Bild nicht mehr verfügbar.

Zunehmend schwieriges Duo: Bundeskanzlerin Merkel (CDU) und ihr Arbeitsminister Müntefering (SPD).

Foto: Getty Images
Auslöser für die Verstimmungen war die jüngste Einigung auf eine Gesundheitsreform.


Berlin - Der Koalitionsstreit um die Führungsstärke von Bundeskanzlerin Angela Merkel eskaliert. Führende SPD-Politiker verschärften am Donnerstag ihre persönlichen Angriffe auf die Kanzlerin und ermahnten die Unionsseite mit Nachdruck, sich an Absprachen zu halten.
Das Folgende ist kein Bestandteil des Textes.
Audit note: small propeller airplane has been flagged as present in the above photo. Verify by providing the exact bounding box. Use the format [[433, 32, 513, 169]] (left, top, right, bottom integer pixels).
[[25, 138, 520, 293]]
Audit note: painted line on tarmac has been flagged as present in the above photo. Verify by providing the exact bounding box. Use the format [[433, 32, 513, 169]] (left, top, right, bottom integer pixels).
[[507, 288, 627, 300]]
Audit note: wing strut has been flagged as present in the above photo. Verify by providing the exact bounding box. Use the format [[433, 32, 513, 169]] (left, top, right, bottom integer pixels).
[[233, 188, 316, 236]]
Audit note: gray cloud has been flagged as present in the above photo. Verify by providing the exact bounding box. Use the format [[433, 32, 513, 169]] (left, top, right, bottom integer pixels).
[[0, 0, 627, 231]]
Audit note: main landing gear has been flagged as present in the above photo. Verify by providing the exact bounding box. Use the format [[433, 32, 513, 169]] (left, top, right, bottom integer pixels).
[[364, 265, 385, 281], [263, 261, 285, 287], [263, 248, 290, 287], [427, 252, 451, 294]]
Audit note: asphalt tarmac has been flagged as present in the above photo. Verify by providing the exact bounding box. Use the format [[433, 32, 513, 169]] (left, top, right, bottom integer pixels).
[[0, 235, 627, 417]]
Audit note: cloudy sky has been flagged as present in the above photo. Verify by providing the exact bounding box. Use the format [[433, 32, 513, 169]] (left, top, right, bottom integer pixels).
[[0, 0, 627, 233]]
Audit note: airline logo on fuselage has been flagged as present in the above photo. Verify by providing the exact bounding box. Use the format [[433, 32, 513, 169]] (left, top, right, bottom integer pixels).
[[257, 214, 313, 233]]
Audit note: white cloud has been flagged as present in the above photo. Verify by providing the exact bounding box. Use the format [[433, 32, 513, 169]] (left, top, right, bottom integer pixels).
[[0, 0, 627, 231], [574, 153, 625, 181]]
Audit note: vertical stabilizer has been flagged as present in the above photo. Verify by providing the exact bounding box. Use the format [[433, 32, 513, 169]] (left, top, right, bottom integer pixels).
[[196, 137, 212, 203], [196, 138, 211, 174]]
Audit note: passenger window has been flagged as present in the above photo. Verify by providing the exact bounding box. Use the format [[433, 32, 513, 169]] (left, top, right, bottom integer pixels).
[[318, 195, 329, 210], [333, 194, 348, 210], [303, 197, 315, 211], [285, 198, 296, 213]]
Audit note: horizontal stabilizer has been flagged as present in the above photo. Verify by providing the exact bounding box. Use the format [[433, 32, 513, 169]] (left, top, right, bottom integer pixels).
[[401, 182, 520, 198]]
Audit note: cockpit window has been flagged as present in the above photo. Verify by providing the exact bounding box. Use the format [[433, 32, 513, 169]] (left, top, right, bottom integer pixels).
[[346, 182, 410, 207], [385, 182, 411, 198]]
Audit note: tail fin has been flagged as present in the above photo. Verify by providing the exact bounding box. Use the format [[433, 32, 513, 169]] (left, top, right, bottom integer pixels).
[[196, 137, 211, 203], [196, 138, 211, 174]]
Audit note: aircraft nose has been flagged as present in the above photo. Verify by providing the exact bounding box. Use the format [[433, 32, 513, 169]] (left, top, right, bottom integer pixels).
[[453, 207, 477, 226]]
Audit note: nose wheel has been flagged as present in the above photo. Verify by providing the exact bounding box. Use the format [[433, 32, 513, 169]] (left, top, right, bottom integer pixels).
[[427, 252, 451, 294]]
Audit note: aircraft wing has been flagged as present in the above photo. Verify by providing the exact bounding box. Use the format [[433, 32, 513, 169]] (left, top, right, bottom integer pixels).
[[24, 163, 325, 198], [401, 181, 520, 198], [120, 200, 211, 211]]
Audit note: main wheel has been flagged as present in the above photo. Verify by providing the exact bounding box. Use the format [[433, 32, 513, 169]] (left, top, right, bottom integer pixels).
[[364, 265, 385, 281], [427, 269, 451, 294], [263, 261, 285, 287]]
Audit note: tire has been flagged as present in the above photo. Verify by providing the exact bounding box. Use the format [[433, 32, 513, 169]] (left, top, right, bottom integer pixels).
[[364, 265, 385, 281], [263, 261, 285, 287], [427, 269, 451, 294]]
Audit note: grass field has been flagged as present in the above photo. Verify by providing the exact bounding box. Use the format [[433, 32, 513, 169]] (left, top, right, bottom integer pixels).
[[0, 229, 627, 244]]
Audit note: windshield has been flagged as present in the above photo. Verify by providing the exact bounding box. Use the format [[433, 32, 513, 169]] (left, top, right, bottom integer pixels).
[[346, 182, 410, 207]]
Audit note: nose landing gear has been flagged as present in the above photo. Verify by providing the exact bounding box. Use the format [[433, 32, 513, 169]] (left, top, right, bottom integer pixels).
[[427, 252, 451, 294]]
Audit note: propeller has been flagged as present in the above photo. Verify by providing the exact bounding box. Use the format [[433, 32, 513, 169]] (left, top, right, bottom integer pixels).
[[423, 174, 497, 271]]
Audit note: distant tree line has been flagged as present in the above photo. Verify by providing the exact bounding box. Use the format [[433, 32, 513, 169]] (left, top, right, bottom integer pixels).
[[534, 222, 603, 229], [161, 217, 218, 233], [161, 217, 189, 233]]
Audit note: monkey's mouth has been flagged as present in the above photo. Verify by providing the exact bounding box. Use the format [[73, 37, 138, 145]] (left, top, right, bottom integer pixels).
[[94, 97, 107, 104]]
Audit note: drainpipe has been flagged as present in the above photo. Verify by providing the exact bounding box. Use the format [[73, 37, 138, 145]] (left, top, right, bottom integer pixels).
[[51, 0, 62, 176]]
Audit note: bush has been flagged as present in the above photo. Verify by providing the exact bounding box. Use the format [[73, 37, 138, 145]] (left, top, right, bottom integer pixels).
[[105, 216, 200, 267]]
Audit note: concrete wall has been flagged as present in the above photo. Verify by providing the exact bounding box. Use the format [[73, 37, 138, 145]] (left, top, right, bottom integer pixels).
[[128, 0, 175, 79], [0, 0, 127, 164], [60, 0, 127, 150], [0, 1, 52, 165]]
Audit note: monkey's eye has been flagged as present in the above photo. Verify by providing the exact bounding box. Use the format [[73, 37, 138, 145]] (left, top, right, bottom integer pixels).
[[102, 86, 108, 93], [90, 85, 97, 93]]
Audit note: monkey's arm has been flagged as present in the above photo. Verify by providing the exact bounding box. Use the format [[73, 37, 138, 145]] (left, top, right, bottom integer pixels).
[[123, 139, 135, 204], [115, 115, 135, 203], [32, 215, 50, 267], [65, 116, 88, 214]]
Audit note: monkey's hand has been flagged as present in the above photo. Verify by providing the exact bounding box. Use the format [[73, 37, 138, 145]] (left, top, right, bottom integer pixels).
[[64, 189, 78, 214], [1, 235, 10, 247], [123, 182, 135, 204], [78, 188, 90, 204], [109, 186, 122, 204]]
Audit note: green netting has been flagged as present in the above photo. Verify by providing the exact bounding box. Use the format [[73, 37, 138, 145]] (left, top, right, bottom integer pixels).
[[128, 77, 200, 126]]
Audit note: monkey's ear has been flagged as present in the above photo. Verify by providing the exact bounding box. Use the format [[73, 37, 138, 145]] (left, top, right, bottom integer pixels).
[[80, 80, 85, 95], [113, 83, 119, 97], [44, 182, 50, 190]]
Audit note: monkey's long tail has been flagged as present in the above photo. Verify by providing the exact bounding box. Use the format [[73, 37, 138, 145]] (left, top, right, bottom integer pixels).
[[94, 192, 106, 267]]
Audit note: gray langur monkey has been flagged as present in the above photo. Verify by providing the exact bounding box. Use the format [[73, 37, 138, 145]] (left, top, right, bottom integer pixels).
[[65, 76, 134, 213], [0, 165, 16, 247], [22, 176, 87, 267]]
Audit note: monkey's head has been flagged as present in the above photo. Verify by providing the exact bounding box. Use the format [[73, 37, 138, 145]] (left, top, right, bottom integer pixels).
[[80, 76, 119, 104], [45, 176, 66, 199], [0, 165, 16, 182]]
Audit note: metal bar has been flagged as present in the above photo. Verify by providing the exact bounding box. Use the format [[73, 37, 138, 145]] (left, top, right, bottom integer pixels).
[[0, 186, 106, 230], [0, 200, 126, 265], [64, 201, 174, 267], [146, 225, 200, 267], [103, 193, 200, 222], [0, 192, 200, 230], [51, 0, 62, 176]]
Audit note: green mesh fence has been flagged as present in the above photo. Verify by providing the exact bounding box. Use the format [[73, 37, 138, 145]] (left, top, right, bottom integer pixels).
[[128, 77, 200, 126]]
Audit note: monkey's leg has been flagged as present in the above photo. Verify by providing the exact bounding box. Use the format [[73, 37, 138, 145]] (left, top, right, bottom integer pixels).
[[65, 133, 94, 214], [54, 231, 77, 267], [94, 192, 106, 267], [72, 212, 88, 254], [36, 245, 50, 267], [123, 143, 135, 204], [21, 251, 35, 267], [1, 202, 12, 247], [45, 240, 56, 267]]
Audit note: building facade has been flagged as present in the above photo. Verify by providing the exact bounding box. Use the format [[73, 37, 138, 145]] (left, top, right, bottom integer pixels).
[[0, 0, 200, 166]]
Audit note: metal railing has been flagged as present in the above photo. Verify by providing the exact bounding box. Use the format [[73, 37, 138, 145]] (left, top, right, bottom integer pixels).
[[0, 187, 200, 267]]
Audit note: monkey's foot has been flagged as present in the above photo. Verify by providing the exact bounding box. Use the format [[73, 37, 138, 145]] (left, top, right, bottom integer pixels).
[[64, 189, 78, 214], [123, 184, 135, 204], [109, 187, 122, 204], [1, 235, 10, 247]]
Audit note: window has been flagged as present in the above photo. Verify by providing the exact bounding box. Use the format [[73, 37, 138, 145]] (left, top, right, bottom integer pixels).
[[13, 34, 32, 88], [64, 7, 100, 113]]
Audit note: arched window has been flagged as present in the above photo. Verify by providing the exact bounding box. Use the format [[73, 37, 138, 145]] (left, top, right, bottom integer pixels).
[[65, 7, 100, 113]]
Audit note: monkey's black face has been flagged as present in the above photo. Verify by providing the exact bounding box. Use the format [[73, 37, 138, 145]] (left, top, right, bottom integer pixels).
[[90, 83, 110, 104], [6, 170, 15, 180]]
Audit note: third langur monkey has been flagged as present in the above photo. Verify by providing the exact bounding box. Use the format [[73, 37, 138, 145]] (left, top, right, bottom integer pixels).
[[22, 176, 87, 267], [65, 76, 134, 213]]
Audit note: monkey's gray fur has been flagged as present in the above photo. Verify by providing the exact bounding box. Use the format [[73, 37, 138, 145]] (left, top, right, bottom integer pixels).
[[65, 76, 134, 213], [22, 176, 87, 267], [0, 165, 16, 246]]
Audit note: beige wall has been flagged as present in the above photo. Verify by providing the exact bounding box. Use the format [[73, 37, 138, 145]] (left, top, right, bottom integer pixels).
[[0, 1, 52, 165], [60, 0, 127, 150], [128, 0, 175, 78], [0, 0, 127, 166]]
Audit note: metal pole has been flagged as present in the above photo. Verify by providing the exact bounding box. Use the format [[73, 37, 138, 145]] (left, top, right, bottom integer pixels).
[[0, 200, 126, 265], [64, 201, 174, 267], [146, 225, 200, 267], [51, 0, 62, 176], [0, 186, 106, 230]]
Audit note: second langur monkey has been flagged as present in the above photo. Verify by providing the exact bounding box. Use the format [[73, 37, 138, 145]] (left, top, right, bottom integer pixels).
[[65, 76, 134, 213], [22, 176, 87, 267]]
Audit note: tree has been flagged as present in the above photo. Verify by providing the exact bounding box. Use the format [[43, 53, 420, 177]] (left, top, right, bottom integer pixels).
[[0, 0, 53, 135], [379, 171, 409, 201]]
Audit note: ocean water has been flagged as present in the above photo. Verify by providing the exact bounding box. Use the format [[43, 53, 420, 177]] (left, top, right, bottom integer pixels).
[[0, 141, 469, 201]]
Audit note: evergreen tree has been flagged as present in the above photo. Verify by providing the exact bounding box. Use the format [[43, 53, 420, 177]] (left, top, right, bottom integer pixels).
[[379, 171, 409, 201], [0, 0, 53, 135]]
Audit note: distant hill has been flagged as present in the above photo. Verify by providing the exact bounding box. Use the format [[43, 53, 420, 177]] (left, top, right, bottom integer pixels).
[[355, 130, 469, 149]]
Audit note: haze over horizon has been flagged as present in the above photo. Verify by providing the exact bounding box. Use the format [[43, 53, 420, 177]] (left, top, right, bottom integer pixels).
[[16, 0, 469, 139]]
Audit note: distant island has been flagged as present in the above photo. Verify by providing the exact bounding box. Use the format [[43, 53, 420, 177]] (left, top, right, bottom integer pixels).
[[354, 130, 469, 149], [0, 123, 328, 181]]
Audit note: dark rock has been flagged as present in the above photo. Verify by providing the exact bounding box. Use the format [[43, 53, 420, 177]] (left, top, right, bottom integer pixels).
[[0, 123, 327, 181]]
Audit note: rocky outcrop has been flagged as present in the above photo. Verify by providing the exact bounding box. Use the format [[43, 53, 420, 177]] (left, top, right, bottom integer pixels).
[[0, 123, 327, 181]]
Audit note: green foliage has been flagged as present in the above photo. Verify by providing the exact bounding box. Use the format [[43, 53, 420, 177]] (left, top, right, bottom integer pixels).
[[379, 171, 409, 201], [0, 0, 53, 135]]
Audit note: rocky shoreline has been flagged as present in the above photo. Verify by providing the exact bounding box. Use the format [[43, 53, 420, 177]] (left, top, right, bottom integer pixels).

"Das Problem dieser Koalition ist immer mehr die Kanzlerin", sagte der Sprecher des einflussreichen konservativen SPD-Flügels Seeheimer Kreis, Johannes Kahrs. "Der Fisch stinkt immer vom Kopf her."

Angesichts der heftigen SPD-Attacken gegen die Kanzlerin forderten Spitzenpolitiker von CDU und CSU ein klares Bekenntnis der Sozialdemokraten zur Fortsetzung der Koalition.

CSU-Generalsekretär Markus Söder startete neue Gegenangriffe auf SPD-Fraktionschef Peter Struck, der Merkel Wortbruch bei den Verhandlungen über die Gesundheitsreform vorgeworfen hatte. "Er sollte sich da schleunigst eines anderen Stils bemächtigen", sagte Söder. Er rate Struck, in den Urlaub zu fahren und sich dort zu beruhigen.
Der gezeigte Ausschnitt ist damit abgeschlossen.